Keywords

Introduction

Intrusion Detection is a process of gathering intrusion related knowledge that occurred in the computer networks or systems and analyzing them for detecting future intrusions. Intrusion Detection can be divided into two categories: Anomaly detection [2] and Misuse detection. The former analyses the information gathered and compares it to a defined baseline of what is seen as “normal” service behaviors, so it has ability to learn how to detect network attacks that are currently unknown. Misuse detection is based on signatures for known attacks, so it is only as good as the database of attack signatures that it uses for comparison. Misuse detection has low false positive rate, but can not detect novel attacks. However, anomaly detection can detect unknown attacks, but has high false positive rate.

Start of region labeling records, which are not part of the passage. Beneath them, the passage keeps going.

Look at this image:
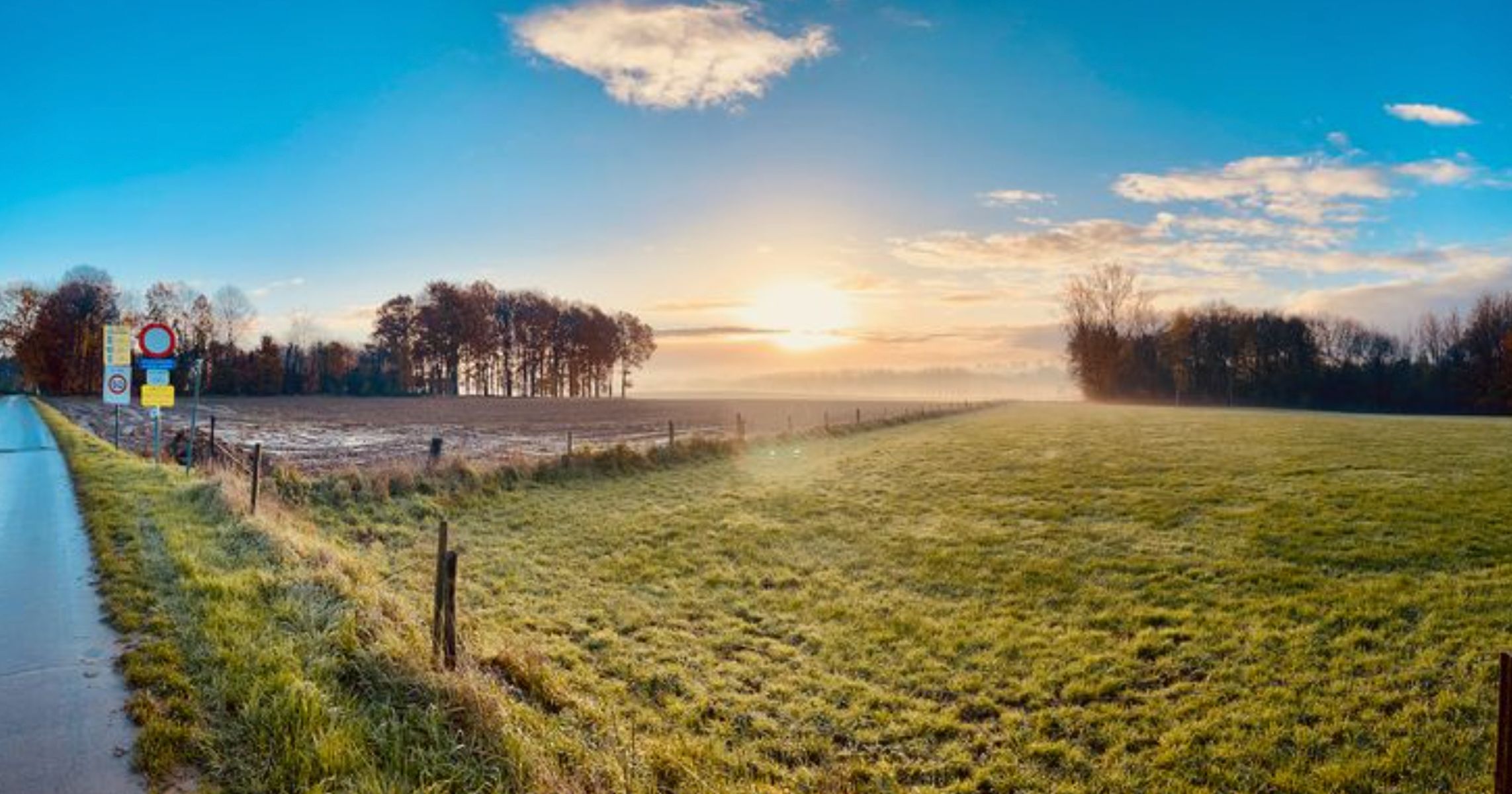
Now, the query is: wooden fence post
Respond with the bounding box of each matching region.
[1494,653,1512,794]
[431,519,449,662]
[251,441,263,515]
[443,552,457,670]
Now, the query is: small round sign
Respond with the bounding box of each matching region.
[136,322,179,359]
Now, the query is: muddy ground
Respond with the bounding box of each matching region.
[50,396,967,472]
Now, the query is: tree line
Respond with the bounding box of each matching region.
[1061,265,1512,414]
[0,266,656,398]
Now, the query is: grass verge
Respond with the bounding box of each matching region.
[38,406,650,793]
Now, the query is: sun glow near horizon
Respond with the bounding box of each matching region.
[744,281,854,351]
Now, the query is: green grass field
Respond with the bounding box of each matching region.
[47,406,1512,793]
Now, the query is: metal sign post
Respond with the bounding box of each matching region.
[185,359,204,473]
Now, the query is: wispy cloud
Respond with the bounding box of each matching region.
[652,298,747,312]
[881,6,934,30]
[1394,157,1477,185]
[977,191,1055,207]
[1291,247,1512,331]
[656,325,786,339]
[248,277,304,298]
[1113,155,1391,224]
[514,0,834,109]
[1386,103,1477,127]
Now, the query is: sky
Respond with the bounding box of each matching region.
[0,0,1512,388]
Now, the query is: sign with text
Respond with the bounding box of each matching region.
[142,386,174,408]
[105,365,132,406]
[103,325,132,366]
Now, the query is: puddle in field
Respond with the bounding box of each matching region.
[53,396,967,472]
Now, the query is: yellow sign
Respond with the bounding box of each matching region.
[142,386,174,408]
[105,325,132,366]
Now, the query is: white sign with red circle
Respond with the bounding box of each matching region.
[136,322,179,359]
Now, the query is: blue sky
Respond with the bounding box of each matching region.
[0,0,1512,384]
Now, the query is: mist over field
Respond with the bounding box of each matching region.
[0,0,1512,794]
[647,366,1081,401]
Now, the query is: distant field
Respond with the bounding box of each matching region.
[53,406,1512,794]
[300,406,1512,793]
[52,395,967,470]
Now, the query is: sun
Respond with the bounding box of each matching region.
[746,283,851,351]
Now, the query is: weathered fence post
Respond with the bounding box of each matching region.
[431,519,449,662]
[251,441,263,515]
[441,552,457,670]
[1494,653,1512,794]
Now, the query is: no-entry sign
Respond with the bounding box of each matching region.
[136,322,179,359]
[105,366,132,406]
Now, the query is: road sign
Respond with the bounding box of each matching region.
[105,325,132,366]
[136,322,179,359]
[105,366,132,406]
[142,386,174,408]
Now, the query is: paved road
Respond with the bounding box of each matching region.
[0,396,142,794]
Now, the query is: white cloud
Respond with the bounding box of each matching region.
[248,277,304,298]
[977,191,1055,207]
[1386,103,1477,127]
[1392,157,1476,185]
[1113,155,1391,224]
[514,0,834,109]
[1291,247,1512,333]
[1327,130,1361,154]
[891,213,1441,285]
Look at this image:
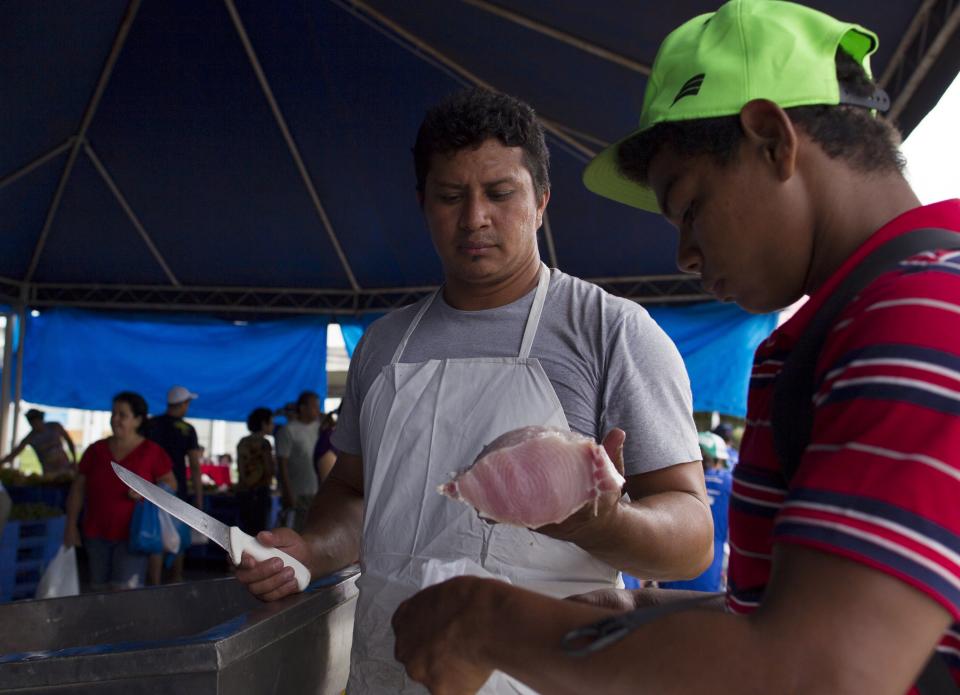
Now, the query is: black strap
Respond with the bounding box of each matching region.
[770,229,960,695]
[771,229,960,483]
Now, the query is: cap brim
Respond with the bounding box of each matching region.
[583,131,660,215]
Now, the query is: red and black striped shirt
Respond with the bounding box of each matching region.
[727,200,960,680]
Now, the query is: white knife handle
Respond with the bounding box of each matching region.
[230,526,310,591]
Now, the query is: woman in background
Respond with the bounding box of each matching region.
[63,391,177,591]
[237,408,276,536]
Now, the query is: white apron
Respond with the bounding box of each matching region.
[348,266,618,695]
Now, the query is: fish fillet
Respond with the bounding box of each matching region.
[438,427,625,528]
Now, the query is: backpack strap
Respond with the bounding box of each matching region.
[770,229,960,695]
[770,229,960,483]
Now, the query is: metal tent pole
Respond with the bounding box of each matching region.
[10,302,27,443]
[0,313,14,456]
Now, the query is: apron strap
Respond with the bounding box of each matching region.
[390,286,443,364]
[519,261,550,359]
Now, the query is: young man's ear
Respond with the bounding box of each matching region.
[740,99,799,181]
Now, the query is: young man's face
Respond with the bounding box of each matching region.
[422,139,550,294]
[650,141,814,313]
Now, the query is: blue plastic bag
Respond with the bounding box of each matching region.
[128,500,163,555]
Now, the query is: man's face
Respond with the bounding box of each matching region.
[650,145,814,313]
[422,138,550,288]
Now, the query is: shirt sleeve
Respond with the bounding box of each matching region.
[77,442,100,475]
[774,266,960,620]
[277,426,293,458]
[187,426,200,451]
[601,308,700,475]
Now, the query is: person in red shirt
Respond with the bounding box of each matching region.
[63,391,177,590]
[393,0,960,695]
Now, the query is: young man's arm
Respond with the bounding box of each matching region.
[394,546,951,695]
[537,429,713,579]
[237,452,363,601]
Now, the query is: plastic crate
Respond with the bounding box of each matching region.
[0,516,67,601]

The Naïve Bayesian (NB) method is based on the work of Thomas Bayesian. In Bayesian classification, we have a hypothesis that the given data belongs to a particular class. We then calculate the probability for the hypothesis to be true. This is among the most practical approaches for certain types of problems. The approach requires only one scan of the whole data.

A Multinomial Logistic Regression (MLR) model is used for data in which the dependent variable is unordered or polytomous, and independent variables are continuous or categorical predictors. This type of model is therefore measured on a nomial scale and was introduced by McFadden (1974). Unlike a binary logistic model in which a dependent variable has only a binary choice (e.g., presence/absence of a characteristic), the dependent variable in a multinomial logistic model can have more than two choices that are coded categorically, and one of the categories is taken as the reference category.

In this paper, we propose two methods MLR and NB in building anomaly-based IDS and compare the performance of two linear classifier of Naïve Bayesian (NB) and multinomial Logistic Regression (MLR) based on attack scenarios which we created, and search for the characteristics of the data that determine the performance. The comparison between LR and MNB has been studied theoretically by Ng and Jordan (2002).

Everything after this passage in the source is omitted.